Ever feel like you’re just TOO observative and sensitive? Like your surroundings have an irrationally large effect on your concentration, mood, and emotions? Like you’re strangely stimulated from the inside more often than not? Good news, it’s not just you – it’s Trauma.
Dig the Complex Trauma support project? Well, shit, this MF needs support too. If this trauma podcast is helping you in any way, please consider throwing a few bucks at it – you’ll help other Traumatized Fuckers get the words they need to feel less alone, and help me afford to eat.
Transcript:
What’s up, motherfuckers?
It’s Jess. I’m back again.
I just finished recording a quick episode about leaning into a dark emotion that I’m having and was really avoiding for a number of weeks. And now I wanted to get back to my usual thing, reading my blog posts so that they’re more easily accessible, because I think that sitting down and staring at a browser is unrealistic.
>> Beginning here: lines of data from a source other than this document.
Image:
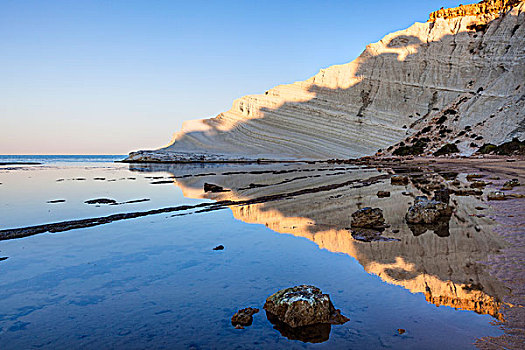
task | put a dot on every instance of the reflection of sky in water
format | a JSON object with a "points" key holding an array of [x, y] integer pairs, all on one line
{"points": [[156, 282], [24, 193]]}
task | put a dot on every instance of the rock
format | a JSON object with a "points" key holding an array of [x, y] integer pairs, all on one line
{"points": [[213, 188], [302, 306], [483, 7], [496, 196], [442, 195], [370, 235], [399, 180], [510, 184], [472, 177], [368, 218], [425, 211], [449, 148], [243, 317], [478, 184], [468, 192], [101, 201]]}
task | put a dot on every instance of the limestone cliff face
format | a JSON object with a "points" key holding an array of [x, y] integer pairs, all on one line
{"points": [[484, 7], [469, 68]]}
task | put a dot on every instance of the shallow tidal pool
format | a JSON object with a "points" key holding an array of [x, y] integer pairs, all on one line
{"points": [[156, 282]]}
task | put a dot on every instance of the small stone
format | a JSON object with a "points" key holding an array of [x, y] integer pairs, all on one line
{"points": [[383, 194], [244, 317], [369, 235], [368, 218], [399, 180], [478, 184], [442, 195], [496, 196], [101, 201], [213, 188], [472, 177], [510, 184]]}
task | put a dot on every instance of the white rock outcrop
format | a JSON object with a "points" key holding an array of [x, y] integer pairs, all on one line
{"points": [[464, 71]]}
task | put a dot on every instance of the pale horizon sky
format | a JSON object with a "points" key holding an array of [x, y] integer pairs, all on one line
{"points": [[110, 77]]}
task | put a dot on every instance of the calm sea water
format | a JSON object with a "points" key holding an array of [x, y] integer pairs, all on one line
{"points": [[156, 282]]}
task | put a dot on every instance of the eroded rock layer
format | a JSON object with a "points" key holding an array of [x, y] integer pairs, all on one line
{"points": [[466, 71]]}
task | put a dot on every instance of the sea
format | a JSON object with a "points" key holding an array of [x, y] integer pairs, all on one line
{"points": [[155, 281]]}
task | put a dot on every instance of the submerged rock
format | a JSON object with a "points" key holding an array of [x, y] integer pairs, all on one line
{"points": [[302, 306], [442, 195], [213, 188], [478, 184], [101, 201], [368, 218], [244, 317], [472, 177], [399, 180], [496, 196], [316, 333], [370, 235], [425, 211], [510, 184]]}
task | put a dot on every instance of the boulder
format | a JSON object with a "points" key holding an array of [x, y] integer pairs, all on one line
{"points": [[496, 196], [399, 180], [425, 211], [213, 188], [442, 195], [302, 306], [244, 317], [478, 184], [510, 184], [368, 218]]}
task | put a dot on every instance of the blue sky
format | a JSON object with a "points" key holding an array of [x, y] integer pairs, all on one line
{"points": [[108, 77]]}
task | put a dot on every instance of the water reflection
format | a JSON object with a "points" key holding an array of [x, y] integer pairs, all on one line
{"points": [[440, 261]]}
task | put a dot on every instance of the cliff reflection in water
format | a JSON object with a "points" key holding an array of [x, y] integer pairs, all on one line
{"points": [[440, 262]]}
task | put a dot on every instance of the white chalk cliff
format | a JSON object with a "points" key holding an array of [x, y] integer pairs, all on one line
{"points": [[464, 67]]}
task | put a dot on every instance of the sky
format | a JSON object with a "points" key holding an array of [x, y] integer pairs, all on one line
{"points": [[110, 77]]}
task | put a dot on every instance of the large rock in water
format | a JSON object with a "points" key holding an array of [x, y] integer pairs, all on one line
{"points": [[457, 77], [302, 306], [425, 211], [368, 218]]}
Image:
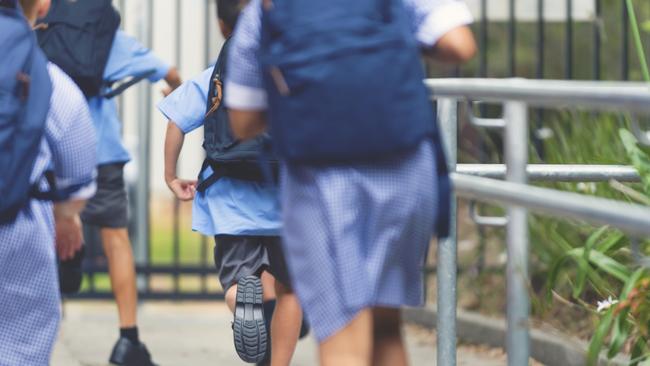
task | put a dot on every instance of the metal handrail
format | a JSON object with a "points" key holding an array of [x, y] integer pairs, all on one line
{"points": [[517, 96], [635, 219], [598, 95], [557, 172]]}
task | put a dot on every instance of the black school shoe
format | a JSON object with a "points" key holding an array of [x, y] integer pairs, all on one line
{"points": [[249, 327], [125, 353], [70, 273]]}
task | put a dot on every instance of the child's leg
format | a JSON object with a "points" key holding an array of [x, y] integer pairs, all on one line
{"points": [[388, 346], [285, 326], [352, 346]]}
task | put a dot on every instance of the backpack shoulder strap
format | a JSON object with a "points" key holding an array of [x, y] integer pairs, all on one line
{"points": [[215, 93]]}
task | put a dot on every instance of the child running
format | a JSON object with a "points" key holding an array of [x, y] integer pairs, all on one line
{"points": [[238, 208], [356, 227], [29, 291]]}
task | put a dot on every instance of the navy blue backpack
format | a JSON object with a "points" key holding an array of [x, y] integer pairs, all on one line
{"points": [[344, 80], [25, 91], [344, 83], [226, 155], [77, 36]]}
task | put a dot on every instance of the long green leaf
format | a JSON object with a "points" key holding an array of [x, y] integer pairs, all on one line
{"points": [[598, 339], [614, 242], [583, 266], [638, 157], [638, 351], [619, 335], [622, 326]]}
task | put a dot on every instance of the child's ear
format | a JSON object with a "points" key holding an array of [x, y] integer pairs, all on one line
{"points": [[43, 8]]}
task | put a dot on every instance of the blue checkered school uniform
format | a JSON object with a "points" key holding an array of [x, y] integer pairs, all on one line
{"points": [[29, 288], [355, 236], [229, 206]]}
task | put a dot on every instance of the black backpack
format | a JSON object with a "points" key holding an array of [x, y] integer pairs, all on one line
{"points": [[250, 160], [78, 36]]}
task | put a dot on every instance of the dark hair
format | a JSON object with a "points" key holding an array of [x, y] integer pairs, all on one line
{"points": [[228, 11]]}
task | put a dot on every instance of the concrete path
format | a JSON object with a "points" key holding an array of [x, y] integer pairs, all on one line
{"points": [[196, 334]]}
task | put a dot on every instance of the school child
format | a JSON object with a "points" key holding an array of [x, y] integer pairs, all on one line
{"points": [[46, 137], [111, 56], [236, 206], [359, 204]]}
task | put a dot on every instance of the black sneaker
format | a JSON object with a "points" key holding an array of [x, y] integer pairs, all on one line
{"points": [[70, 273], [126, 353], [249, 328]]}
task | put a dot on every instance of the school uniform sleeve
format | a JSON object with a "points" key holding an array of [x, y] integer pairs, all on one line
{"points": [[431, 19], [70, 135], [244, 79], [130, 58], [186, 106]]}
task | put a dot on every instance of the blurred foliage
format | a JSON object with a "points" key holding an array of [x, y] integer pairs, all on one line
{"points": [[575, 260]]}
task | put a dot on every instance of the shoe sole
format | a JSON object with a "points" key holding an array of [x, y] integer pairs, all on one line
{"points": [[249, 328]]}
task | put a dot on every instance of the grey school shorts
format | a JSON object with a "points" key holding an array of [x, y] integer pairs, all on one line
{"points": [[240, 256], [109, 207]]}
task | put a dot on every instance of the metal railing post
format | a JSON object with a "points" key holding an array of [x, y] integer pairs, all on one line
{"points": [[516, 155], [447, 254], [141, 249]]}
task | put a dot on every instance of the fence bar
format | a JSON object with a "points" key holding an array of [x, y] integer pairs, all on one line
{"points": [[512, 41], [556, 172], [447, 254], [516, 156], [598, 95], [625, 42], [597, 39], [483, 39], [568, 71], [142, 251], [634, 219]]}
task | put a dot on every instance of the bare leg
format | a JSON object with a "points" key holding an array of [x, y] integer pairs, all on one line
{"points": [[121, 268], [388, 347], [285, 326], [352, 346]]}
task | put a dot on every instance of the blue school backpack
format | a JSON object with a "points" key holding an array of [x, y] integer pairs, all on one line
{"points": [[78, 36], [25, 91], [344, 79], [227, 156], [344, 83]]}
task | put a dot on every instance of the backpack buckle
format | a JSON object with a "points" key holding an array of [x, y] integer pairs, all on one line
{"points": [[279, 81], [25, 82]]}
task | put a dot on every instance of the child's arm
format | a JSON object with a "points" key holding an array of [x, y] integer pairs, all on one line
{"points": [[455, 46], [173, 80], [183, 189]]}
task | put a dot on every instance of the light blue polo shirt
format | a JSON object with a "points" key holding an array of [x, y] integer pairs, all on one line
{"points": [[127, 58], [229, 206]]}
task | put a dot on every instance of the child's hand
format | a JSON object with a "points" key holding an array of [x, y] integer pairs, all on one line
{"points": [[183, 189], [69, 237]]}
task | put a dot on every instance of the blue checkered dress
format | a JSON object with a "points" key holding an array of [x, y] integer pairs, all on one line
{"points": [[29, 290], [355, 236]]}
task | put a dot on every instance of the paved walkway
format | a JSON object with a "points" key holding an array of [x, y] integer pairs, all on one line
{"points": [[197, 334]]}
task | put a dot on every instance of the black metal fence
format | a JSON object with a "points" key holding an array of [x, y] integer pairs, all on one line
{"points": [[597, 48]]}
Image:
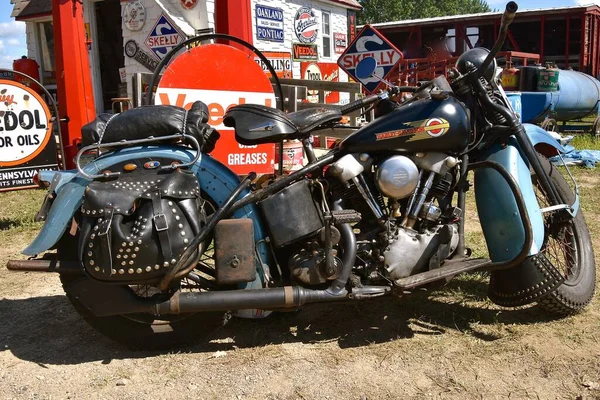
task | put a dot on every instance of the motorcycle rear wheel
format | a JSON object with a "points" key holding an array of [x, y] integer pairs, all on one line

It’s not something I do. It’s not something I expect other people to do.
So as long as I have this house to myself, it’s my podcasting day, it turns out. And I wanted to go back and talk about romantic relationships and insecure attachments with trauma.
This is a post that I took down and rewrote fairly recently, and I’ve been waiting to repost it because it didn’t quite fit in line with the other things I was working on. But you know, fuck it.
It’s important to me right now. I think it probably doesn’t matter so much about what order I release things, and it’s something I need to let go of.
Because the longer I don’t put this out there, the more people it’s not going to help. So let’s talk about my most embarrassing thing in life, which is how much I fucking lose my mind when I’m in a romantic partnership.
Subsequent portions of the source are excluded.